3. Quels sont les dangers de l’intérim pour les enfants ?

  • Les enfants ne savent plus à qui parler : Quand un éducateur part, un autre arrive. L’enfant doit tout recommencer à expliquer sa vie.

  • Les éducateurs intérimaires ne connaissent pas toujours bien les enfants : Ils n’ont pas le temps de comprendre leurs besoins.

  • Cela coûte plus cher : Un intérimaire coûte 67 % plus cher qu’un éducateur en CDD. Cet argent pourrait être utilisé pour embaucher des éducateurs fixes.

4. Que propose la CNAPE pour améliorer la situation ?

La CNAPE est une association qui défend les droits des enfants. Elle dit qu’il faut :

Moins utiliser l’intérim :

  • Les départements doivent mieux payer les éducateurs pour qu’ils restent.
  • Il faut interdire aux entreprises privées de gérer des foyers pour enfants.

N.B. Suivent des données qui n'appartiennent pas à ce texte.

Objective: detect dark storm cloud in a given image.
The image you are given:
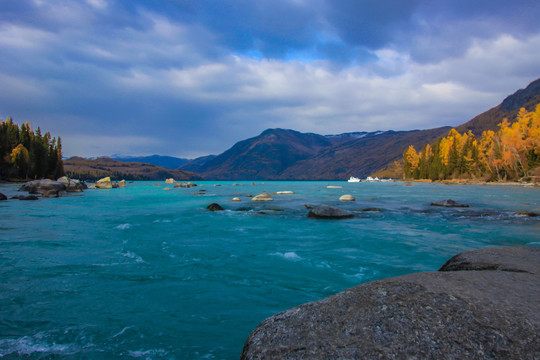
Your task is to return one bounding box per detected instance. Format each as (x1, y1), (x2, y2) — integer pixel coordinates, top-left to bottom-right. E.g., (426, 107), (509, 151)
(0, 0), (540, 156)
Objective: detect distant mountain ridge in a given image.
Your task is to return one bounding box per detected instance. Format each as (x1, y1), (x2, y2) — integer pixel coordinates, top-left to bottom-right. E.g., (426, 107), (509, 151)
(456, 79), (540, 138)
(181, 79), (540, 180)
(64, 156), (202, 181)
(83, 79), (540, 180)
(111, 155), (189, 170)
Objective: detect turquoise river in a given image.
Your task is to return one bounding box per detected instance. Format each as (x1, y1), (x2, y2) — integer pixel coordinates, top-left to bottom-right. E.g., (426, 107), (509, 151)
(0, 182), (540, 359)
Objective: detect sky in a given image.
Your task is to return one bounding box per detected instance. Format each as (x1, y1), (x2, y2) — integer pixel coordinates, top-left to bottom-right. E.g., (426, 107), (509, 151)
(0, 0), (540, 158)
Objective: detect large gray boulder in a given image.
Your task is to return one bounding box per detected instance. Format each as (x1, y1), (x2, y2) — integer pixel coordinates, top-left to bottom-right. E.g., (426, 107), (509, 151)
(19, 179), (66, 194)
(308, 205), (354, 219)
(56, 176), (87, 192)
(431, 199), (469, 207)
(241, 247), (540, 360)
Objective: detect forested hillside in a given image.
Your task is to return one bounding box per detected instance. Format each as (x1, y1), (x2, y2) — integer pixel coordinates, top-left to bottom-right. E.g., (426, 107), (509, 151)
(403, 104), (540, 181)
(0, 117), (64, 180)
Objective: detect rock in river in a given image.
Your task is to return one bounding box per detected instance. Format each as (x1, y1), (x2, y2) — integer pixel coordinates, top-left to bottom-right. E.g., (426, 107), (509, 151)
(56, 176), (88, 192)
(19, 179), (66, 194)
(94, 176), (113, 189)
(431, 199), (469, 207)
(251, 193), (274, 201)
(206, 203), (225, 211)
(308, 205), (354, 219)
(241, 247), (540, 360)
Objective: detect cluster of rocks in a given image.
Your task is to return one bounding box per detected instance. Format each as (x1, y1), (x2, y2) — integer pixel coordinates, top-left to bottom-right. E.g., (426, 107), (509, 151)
(14, 176), (88, 200)
(165, 178), (197, 188)
(5, 176), (131, 200)
(90, 176), (126, 189)
(241, 247), (540, 360)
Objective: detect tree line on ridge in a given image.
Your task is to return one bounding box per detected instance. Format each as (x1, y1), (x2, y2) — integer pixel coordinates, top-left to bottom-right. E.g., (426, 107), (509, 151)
(403, 104), (540, 181)
(0, 117), (64, 179)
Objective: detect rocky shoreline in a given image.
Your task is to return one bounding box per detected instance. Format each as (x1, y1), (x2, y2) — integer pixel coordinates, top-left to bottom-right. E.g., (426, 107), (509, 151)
(241, 247), (540, 360)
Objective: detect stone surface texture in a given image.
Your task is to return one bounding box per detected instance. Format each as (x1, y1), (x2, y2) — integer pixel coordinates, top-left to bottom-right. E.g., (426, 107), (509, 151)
(241, 247), (540, 360)
(308, 205), (354, 219)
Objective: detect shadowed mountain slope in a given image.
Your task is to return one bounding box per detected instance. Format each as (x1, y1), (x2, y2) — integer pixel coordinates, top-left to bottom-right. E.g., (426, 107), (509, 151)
(190, 129), (332, 180)
(456, 79), (540, 138)
(280, 127), (451, 180)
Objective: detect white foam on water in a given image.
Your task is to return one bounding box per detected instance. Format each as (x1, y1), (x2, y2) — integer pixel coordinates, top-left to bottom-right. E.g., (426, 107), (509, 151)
(122, 251), (145, 263)
(128, 349), (168, 359)
(111, 325), (134, 339)
(270, 251), (302, 261)
(0, 333), (77, 357)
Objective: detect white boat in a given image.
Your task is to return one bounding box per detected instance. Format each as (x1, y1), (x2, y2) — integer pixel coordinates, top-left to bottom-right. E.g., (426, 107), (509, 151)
(364, 176), (381, 182)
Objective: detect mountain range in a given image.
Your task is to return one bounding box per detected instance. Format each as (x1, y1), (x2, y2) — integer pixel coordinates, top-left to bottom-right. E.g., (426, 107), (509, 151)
(179, 79), (540, 180)
(71, 79), (540, 180)
(111, 155), (190, 170)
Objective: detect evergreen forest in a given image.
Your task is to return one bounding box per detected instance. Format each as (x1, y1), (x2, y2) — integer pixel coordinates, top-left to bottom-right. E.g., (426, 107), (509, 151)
(0, 117), (64, 180)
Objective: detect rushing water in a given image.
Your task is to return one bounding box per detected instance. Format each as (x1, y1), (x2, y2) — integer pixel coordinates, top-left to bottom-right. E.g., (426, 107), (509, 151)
(0, 182), (540, 359)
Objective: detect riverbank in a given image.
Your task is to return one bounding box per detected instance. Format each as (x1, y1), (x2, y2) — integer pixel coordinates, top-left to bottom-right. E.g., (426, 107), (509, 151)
(400, 178), (540, 187)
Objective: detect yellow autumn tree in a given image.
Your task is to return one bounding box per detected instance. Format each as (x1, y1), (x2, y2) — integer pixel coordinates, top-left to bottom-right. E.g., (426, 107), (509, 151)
(403, 145), (420, 178)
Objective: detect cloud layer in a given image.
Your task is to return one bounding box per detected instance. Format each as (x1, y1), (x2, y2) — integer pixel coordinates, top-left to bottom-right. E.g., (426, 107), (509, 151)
(0, 0), (540, 157)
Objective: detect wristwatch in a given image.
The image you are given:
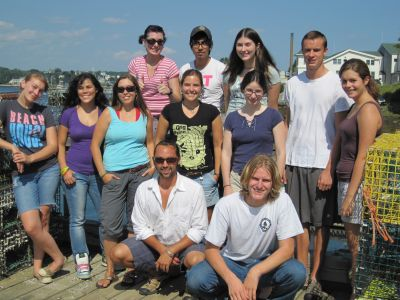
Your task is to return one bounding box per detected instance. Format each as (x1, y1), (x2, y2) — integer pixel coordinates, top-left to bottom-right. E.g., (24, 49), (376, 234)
(165, 249), (175, 258)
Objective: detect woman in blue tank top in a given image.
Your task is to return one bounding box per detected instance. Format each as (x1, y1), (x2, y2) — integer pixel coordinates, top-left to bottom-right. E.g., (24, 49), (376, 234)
(91, 75), (155, 288)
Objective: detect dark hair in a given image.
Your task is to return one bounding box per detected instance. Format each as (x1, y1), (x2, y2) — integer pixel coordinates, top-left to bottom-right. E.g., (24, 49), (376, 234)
(240, 154), (282, 201)
(139, 25), (167, 44)
(189, 31), (213, 55)
(111, 74), (150, 115)
(224, 28), (276, 85)
(339, 58), (379, 100)
(64, 73), (108, 109)
(24, 72), (49, 92)
(154, 139), (181, 157)
(240, 70), (267, 94)
(301, 30), (328, 49)
(180, 69), (203, 87)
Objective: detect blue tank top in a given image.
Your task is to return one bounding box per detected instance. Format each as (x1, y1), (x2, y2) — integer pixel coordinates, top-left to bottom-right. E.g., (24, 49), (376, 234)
(103, 107), (149, 171)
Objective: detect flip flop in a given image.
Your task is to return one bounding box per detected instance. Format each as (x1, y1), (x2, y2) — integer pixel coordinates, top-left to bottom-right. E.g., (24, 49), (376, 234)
(33, 273), (53, 284)
(121, 270), (138, 286)
(96, 275), (118, 289)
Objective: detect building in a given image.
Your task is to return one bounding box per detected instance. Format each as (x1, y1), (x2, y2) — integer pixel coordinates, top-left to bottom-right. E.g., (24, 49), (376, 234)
(295, 49), (382, 82)
(379, 43), (400, 84)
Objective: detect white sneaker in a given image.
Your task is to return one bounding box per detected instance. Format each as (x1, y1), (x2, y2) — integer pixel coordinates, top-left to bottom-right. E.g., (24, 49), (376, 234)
(75, 253), (92, 279)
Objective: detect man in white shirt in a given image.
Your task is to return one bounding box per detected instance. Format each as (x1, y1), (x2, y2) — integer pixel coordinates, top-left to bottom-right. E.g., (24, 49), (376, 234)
(111, 141), (208, 295)
(186, 154), (306, 300)
(179, 25), (225, 111)
(285, 31), (351, 293)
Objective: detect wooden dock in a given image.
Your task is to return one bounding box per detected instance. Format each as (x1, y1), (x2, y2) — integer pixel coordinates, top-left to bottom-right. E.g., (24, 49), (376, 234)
(0, 254), (187, 300)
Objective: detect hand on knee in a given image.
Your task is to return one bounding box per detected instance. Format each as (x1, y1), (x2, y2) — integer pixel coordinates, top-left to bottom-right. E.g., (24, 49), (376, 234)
(183, 251), (205, 269)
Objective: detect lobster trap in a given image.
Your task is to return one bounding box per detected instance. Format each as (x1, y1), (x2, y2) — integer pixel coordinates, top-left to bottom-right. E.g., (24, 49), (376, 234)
(354, 133), (400, 300)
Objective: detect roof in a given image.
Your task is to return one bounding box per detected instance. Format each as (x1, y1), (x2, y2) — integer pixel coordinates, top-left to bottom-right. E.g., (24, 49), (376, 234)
(381, 43), (400, 55)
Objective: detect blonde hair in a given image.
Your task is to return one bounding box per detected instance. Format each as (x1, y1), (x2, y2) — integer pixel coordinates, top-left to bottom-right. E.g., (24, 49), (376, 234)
(240, 154), (282, 201)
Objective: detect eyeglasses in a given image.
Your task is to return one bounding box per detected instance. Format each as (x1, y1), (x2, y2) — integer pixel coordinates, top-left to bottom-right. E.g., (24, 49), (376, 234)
(146, 39), (165, 46)
(117, 85), (136, 94)
(244, 89), (264, 96)
(154, 157), (178, 164)
(192, 40), (210, 48)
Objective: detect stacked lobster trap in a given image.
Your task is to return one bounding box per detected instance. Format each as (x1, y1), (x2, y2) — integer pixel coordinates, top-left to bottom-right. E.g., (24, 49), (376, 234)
(354, 133), (400, 299)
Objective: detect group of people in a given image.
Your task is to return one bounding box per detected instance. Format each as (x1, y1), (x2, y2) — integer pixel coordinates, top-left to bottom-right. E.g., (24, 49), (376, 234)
(0, 25), (382, 299)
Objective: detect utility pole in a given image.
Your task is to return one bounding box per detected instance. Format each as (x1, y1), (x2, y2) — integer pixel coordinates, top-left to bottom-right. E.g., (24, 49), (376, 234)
(289, 32), (293, 78)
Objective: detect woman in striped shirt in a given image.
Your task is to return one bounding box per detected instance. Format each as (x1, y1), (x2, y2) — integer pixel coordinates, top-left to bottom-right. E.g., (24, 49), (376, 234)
(128, 25), (181, 130)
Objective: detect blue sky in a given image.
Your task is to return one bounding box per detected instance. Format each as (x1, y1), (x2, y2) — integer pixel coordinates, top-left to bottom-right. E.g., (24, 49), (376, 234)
(0, 0), (400, 71)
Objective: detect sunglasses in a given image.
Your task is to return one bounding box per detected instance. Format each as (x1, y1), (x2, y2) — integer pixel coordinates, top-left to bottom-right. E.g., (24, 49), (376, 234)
(146, 39), (164, 46)
(117, 85), (136, 94)
(154, 157), (178, 164)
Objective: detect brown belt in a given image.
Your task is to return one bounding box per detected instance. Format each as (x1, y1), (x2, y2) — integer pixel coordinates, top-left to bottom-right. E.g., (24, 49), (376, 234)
(112, 164), (149, 173)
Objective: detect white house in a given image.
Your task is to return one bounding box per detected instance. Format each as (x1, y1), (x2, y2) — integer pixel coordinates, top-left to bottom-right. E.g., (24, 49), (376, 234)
(295, 49), (382, 82)
(378, 43), (400, 84)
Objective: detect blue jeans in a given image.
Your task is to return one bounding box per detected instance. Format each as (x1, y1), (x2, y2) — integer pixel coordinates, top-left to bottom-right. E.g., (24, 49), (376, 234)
(192, 170), (219, 207)
(61, 172), (103, 257)
(186, 257), (306, 300)
(12, 164), (60, 215)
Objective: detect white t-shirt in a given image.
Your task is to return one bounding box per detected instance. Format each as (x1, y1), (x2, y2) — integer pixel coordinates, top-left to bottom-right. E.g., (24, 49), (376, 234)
(205, 192), (303, 263)
(285, 71), (353, 169)
(179, 57), (225, 111)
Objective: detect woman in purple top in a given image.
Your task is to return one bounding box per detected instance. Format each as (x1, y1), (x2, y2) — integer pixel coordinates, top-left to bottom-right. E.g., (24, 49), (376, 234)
(58, 73), (107, 279)
(332, 59), (382, 290)
(221, 71), (286, 196)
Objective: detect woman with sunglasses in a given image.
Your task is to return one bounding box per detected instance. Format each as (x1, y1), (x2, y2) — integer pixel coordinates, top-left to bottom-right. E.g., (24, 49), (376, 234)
(128, 25), (181, 133)
(91, 75), (155, 288)
(221, 71), (286, 196)
(0, 72), (64, 284)
(156, 69), (222, 220)
(58, 73), (108, 279)
(224, 28), (281, 115)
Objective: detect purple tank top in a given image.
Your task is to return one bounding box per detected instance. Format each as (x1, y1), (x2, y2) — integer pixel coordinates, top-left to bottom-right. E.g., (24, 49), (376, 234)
(336, 101), (382, 181)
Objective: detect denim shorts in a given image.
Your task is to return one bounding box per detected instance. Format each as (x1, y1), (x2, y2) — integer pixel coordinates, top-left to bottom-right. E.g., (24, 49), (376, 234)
(192, 171), (219, 207)
(12, 164), (60, 215)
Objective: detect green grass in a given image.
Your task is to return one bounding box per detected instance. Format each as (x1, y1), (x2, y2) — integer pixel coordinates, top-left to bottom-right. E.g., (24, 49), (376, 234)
(379, 82), (400, 95)
(381, 105), (400, 133)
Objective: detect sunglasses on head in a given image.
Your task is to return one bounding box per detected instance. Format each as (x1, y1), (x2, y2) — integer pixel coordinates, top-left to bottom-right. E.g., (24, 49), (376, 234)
(154, 157), (178, 164)
(117, 85), (136, 94)
(146, 39), (164, 46)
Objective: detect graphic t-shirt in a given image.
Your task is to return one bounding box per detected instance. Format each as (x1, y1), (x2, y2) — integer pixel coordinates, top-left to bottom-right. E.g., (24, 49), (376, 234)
(179, 57), (226, 110)
(0, 100), (57, 175)
(162, 102), (219, 175)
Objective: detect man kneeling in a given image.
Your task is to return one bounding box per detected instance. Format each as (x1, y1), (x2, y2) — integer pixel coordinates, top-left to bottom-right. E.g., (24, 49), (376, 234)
(111, 141), (208, 295)
(186, 155), (306, 299)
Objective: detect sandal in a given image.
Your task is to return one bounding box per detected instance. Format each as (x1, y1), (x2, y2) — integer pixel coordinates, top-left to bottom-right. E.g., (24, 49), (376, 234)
(96, 275), (118, 289)
(33, 269), (53, 284)
(121, 270), (138, 286)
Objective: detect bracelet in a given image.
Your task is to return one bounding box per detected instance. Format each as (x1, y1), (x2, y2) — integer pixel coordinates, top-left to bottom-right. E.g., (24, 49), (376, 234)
(165, 248), (175, 258)
(60, 166), (69, 176)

Trouver d’autres solutions :

  • Créer des groupes d’employeurs : Plusieurs foyers peuvent partager les mêmes éducateurs. Comme ça, les éducateurs ont un travail stable et les enfants voient toujours les mêmes personnes.

  • Mieux former les intérimaires : Ils doivent connaître les règles pour bien s’occuper des enfants.

Contrôler les entreprises d’intérim :

  • Vérifier qu’elles envoient des personnes compétentes.
  • S’assurer qu’elles respectent les lois.

5. Que peuvent faire les éducateurs et les foyers ?

  • Demander plus de moyens aux départements.
  • Travailler ensemble pour trouver des solutions.
  • Écouter les enfants : Leur demander ce dont ils ont besoin pour se sentir bien.